When Aunt Doris was asked by Searcy Smith, her cousin, to say a few words about Aunt Myrtle in remembrance of her back in 1997, she wrote this: “Aunt Myrtle never married or had a family in the way that we usually think of family. All of her siblings’ families were her family. She was always doing special things for them, always bragging about them, always showing her love toward them.” Aunt Doris wrote how Aunt Myrtle was her teacher in the sixth grade, in 1937, the year Jacinto consolidated with Princeton. She said Myrtle was a good teacher who expected a lot from her students but was patient and kind. She said Aunt Myrtle gave her a set of little tin dishes when Aunt Doris was an adult. The box they came in was as prized as the dishes, because Aunt Myrtle had written in the lid of the box: “Aunt Myrtle I want to see your little dishes is what little Doris would say while visiting us on Sundays. My mothie gave them to me. When I am gone, they are for the sweet little niece, Doris Elaine. Aunt Myrtle June 6, 1944. P.S. I’m cleaning my trunk up. M.S.”
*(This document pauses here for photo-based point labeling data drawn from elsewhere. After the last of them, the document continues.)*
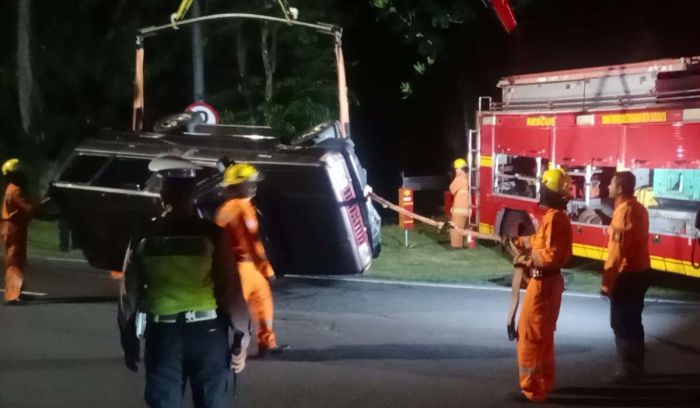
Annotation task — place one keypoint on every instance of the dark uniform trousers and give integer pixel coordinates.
(626, 306)
(176, 352)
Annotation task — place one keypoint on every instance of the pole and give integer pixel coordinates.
(197, 55)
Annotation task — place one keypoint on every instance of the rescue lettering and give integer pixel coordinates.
(636, 117)
(541, 121)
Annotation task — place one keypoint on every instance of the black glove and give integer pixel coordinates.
(512, 332)
(131, 346)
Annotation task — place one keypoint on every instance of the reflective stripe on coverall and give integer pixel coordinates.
(460, 208)
(17, 210)
(239, 219)
(551, 249)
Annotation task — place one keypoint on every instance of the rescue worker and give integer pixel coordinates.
(460, 202)
(541, 257)
(180, 273)
(17, 211)
(238, 217)
(626, 274)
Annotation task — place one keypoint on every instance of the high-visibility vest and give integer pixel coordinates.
(177, 274)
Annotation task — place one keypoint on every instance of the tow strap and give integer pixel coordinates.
(438, 224)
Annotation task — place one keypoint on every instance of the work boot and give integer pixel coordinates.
(264, 351)
(518, 396)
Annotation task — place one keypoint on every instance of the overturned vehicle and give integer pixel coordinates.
(313, 207)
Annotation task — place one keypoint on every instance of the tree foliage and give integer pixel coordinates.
(422, 26)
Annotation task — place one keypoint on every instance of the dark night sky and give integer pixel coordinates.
(421, 135)
(424, 134)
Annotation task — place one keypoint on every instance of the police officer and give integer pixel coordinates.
(180, 272)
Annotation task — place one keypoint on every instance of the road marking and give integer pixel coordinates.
(464, 286)
(30, 293)
(64, 260)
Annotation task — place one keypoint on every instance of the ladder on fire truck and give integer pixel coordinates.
(474, 164)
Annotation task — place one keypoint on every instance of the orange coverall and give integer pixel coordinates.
(237, 216)
(551, 249)
(628, 242)
(16, 210)
(460, 208)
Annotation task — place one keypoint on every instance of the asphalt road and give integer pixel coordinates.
(354, 344)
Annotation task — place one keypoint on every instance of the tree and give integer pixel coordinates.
(26, 87)
(422, 26)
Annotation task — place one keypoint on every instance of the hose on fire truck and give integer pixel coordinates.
(438, 224)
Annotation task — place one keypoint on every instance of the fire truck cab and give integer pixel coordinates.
(642, 117)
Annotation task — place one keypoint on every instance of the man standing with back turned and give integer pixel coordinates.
(542, 257)
(16, 214)
(626, 274)
(180, 273)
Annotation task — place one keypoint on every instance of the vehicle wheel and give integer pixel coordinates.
(178, 122)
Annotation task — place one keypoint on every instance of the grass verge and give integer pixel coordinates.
(429, 258)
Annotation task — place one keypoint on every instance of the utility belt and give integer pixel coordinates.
(542, 273)
(189, 316)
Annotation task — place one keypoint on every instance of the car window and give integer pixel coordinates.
(83, 168)
(131, 174)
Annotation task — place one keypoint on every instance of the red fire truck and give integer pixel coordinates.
(643, 117)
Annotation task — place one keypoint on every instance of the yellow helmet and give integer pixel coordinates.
(459, 163)
(557, 180)
(240, 173)
(10, 166)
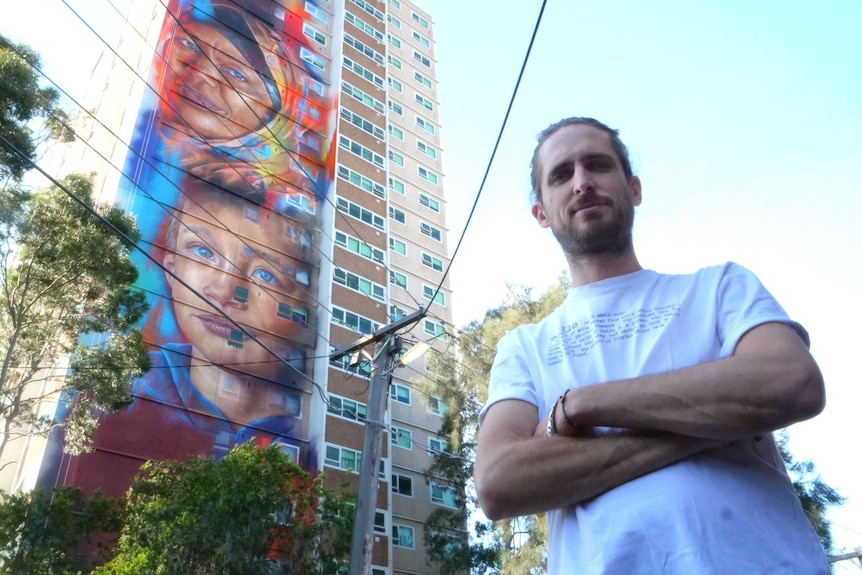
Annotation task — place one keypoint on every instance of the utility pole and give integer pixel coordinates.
(388, 344)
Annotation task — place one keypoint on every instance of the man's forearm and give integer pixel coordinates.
(536, 475)
(742, 396)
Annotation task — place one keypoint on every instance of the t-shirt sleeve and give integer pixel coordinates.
(510, 376)
(743, 303)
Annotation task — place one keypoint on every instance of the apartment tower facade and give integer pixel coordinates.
(283, 160)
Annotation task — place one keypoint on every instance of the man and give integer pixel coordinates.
(658, 395)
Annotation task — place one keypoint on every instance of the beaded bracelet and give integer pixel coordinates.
(563, 408)
(552, 424)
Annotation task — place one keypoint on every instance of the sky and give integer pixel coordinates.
(742, 120)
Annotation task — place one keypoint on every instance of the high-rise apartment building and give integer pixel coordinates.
(283, 159)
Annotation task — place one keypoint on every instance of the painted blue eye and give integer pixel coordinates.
(265, 276)
(203, 252)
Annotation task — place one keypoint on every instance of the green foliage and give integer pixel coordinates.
(22, 100)
(42, 534)
(66, 280)
(814, 494)
(252, 512)
(511, 546)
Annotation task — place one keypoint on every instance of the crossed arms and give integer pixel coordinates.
(771, 381)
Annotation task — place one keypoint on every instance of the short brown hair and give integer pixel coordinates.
(616, 143)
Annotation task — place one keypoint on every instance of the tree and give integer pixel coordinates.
(40, 532)
(814, 494)
(66, 292)
(252, 512)
(22, 101)
(515, 545)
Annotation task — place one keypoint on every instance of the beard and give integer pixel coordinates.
(596, 237)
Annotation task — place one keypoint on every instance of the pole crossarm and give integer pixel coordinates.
(381, 333)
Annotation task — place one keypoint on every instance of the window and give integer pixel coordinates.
(347, 408)
(369, 8)
(360, 213)
(419, 20)
(443, 495)
(316, 12)
(358, 94)
(362, 123)
(423, 80)
(430, 231)
(312, 58)
(367, 28)
(342, 458)
(425, 125)
(429, 202)
(435, 444)
(397, 215)
(398, 279)
(427, 150)
(396, 185)
(424, 102)
(380, 522)
(434, 329)
(421, 39)
(343, 363)
(402, 485)
(358, 149)
(358, 247)
(396, 313)
(402, 438)
(402, 536)
(358, 283)
(309, 31)
(436, 406)
(428, 293)
(427, 175)
(430, 261)
(399, 393)
(397, 246)
(353, 321)
(235, 338)
(361, 181)
(421, 58)
(360, 71)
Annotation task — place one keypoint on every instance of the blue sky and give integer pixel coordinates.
(743, 121)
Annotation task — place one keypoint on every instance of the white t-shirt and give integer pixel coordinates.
(731, 510)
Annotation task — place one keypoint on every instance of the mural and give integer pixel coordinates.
(232, 162)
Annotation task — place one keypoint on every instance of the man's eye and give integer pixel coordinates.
(188, 45)
(265, 276)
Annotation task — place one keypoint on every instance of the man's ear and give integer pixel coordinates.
(540, 215)
(635, 185)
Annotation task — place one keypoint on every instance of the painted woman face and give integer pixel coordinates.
(238, 264)
(210, 85)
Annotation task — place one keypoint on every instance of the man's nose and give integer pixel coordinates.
(226, 290)
(583, 181)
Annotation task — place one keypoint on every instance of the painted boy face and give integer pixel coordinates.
(238, 264)
(211, 86)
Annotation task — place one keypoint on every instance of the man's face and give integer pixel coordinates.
(211, 86)
(241, 277)
(587, 201)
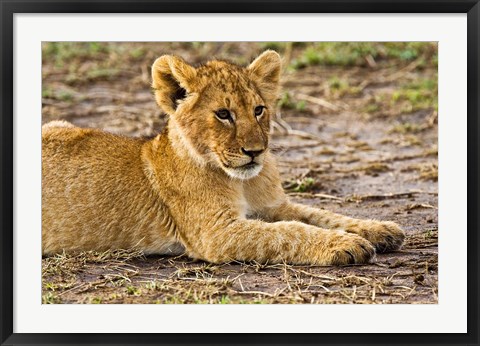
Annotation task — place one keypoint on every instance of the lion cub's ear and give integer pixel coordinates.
(172, 79)
(265, 72)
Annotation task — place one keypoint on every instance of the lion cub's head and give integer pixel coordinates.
(220, 111)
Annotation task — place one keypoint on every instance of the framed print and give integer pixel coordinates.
(290, 172)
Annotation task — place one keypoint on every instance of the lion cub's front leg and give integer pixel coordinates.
(285, 241)
(384, 235)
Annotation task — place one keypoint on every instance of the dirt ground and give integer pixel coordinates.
(355, 133)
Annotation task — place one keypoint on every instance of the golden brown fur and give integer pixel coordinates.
(207, 185)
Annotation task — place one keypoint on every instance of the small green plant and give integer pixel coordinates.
(50, 298)
(133, 291)
(304, 185)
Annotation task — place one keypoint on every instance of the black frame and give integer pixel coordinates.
(9, 7)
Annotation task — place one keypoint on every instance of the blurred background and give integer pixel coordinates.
(355, 129)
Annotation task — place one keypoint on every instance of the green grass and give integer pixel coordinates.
(355, 53)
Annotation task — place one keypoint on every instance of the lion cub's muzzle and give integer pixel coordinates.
(245, 166)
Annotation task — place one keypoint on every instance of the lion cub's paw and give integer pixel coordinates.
(384, 235)
(350, 249)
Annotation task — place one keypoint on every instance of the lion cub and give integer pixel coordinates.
(206, 186)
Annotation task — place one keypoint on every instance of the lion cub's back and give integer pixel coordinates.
(93, 190)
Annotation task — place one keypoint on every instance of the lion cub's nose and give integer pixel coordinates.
(252, 153)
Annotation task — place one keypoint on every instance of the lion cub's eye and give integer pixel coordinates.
(223, 114)
(259, 110)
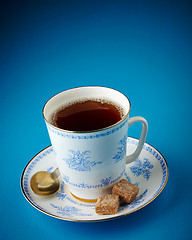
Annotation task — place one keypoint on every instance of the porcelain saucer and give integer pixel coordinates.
(149, 172)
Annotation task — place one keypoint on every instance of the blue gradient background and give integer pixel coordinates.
(142, 48)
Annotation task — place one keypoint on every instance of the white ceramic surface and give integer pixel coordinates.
(149, 172)
(90, 162)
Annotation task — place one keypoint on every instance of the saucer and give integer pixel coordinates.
(149, 172)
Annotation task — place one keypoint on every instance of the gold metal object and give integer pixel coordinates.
(45, 183)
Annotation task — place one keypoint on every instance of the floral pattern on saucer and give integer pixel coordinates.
(149, 172)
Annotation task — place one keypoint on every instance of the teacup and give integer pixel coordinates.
(91, 162)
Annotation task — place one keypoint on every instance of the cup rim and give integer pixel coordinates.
(90, 131)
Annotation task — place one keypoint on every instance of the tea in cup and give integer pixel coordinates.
(88, 129)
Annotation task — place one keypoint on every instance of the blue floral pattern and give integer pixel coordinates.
(121, 151)
(69, 211)
(62, 205)
(80, 161)
(142, 168)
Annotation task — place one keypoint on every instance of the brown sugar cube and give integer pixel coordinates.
(107, 204)
(126, 190)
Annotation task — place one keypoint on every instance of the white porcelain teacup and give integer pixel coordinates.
(90, 162)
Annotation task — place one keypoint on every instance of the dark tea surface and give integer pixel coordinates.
(86, 116)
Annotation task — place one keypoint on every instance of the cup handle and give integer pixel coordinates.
(143, 136)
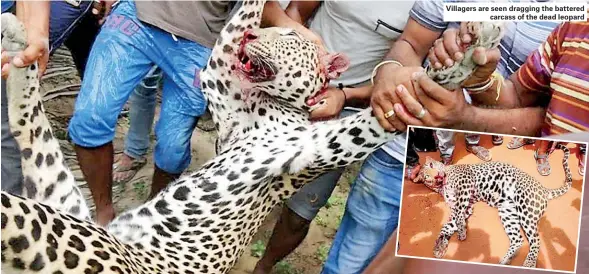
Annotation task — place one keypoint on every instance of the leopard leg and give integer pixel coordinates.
(530, 226)
(511, 223)
(441, 245)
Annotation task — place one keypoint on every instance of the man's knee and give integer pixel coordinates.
(172, 155)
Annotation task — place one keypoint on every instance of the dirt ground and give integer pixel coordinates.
(60, 86)
(424, 212)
Now, not only was Myrtle a schoolteacher, more importantly to her, she was a Christian. She held her church membership at Macedonia Baptist Church across the road, where she served many years as church clerk, just as her mother did before her. I am almost certain she would never have dreamed she would be the topic of the program at the Mt. Carmel Methodist Church’s annual homecoming. Myrtle knew what words to live by, and they all came from the Bible. Among her papers was a simple sheet of lined paper and written in pen were these words:
In facing a crisis, read Psalm 46
When discouraged, read Psalm 23 & 24
Lonely or fearful, read Psalm 27
Planning a budget, Luke Ch. 19
To live successfully with others, Romans Ch. 12
Sick or in pain Psalm 91
When you travel, carry with you Psalm 121
When very weary, read Matthew 11:28 and 30, and Romans 8:31-39
When things are going from bad to worse II Timothy 3
When friends go back on you hold to I Corinthians 13
For inward peace, John 14
To avoid misfortune John 7:24-27
For record of what trust in God can do Hebrews 11
If you are having to put up a fight – the end of Ephesians
When you have sinned read 1 John 3:1-21
And Make Psalm 51 your prayer
In closing, I want to read a little thank you note written on a plain postcard, mailed from Sparkman on July 27, 1970. It reads, in part: “Dear Miss Myrtle, Thank you so much for the picture and beautiful cards. The Roses fit you exactly. Your life has been an inspiration to me. I appreciate you more as the years pass. If we had lots of Miss Myrtles in this world, we would have a beautiful and wonderful world.”
(From the program given at Mt. Carmel’s annual homecoming in Jacinto, Arkansas, on September 11, 2016.)